What was the inspiration behind your book? Why did you feel a need to write it?
In Summer House, Charlotte, 30, builds an organic garden business on her grandmother’s land. She loves this work, even though her family wishes she would work in the family bank. And she uses her hard manual labor as a kind of private atonement for a wrong she did to someone in her family. And she gets involved with a man who is not the man her family wants for her.
Helen, Charlotte’s mother, longs for grandchildren and tries to keep the peace when her youngest, alcoholic, son shows up after a year’s absence. Oh, yes, and she’s just discovered that her husband’s having an affair.
At the same time, Charlotte’s grandmother, Nona, remembers events during her youth in WWII and tries to decide if the time is right to reveal a profoundly important secret.
My family and friends are so precious to me, and also so mysterious. I think in all my books I’m trying to comprehend what it is that drives and connects us to those we love. Writing Summer House helped me remember how we can’t help failing those we care the most about, and how we learn to forgive them when they fail us.
What kind of research did you have to conduct to write your book?
For years I’ve pored over my father’s WWII album and listened to tales of his sojourn in Europe. Nona’s story in Summer House has been spinning in my mind for a long time. I was thrilled to be able to use some of my father’s WWII letters to my mother in Summer House.
What message are you trying to convey with this book?
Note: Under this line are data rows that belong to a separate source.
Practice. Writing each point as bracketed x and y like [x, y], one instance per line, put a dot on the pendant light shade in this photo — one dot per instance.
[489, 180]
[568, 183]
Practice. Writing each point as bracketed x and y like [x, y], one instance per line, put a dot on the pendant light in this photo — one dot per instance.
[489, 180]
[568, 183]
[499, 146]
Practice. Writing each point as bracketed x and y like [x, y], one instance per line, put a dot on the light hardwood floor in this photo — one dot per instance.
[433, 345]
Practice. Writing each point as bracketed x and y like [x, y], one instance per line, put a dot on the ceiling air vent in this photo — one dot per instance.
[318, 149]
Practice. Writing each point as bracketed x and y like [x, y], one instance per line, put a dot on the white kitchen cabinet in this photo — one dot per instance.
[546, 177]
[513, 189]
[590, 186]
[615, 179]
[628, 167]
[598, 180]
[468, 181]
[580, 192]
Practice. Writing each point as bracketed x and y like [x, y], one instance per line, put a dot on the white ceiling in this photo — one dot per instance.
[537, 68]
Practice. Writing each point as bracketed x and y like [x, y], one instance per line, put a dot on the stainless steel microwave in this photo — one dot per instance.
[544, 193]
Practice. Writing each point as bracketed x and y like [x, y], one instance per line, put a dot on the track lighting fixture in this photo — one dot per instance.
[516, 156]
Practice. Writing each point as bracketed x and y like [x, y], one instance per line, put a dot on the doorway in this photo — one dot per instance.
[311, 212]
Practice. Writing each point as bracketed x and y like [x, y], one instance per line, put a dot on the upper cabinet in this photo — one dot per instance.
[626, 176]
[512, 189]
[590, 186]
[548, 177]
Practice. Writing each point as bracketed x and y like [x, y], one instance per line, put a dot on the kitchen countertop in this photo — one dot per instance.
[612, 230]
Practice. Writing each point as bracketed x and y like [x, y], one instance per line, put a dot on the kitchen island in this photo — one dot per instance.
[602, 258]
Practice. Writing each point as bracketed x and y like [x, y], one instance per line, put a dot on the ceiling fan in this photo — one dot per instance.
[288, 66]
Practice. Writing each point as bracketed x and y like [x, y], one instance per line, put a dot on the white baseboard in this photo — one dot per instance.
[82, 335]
I’m always fascinated by how our personal desires and proclivities lead us—and sometimes compel us—away from what we know is right, or at least safe. Away from what will make our parents or children happy. What is that little angel/gremlin within us that makes us who we are and different from our family and those we love? Can we understand ourselves? Can we forgive ourselves and those we love? I think these questions arise in long-term friendships, too.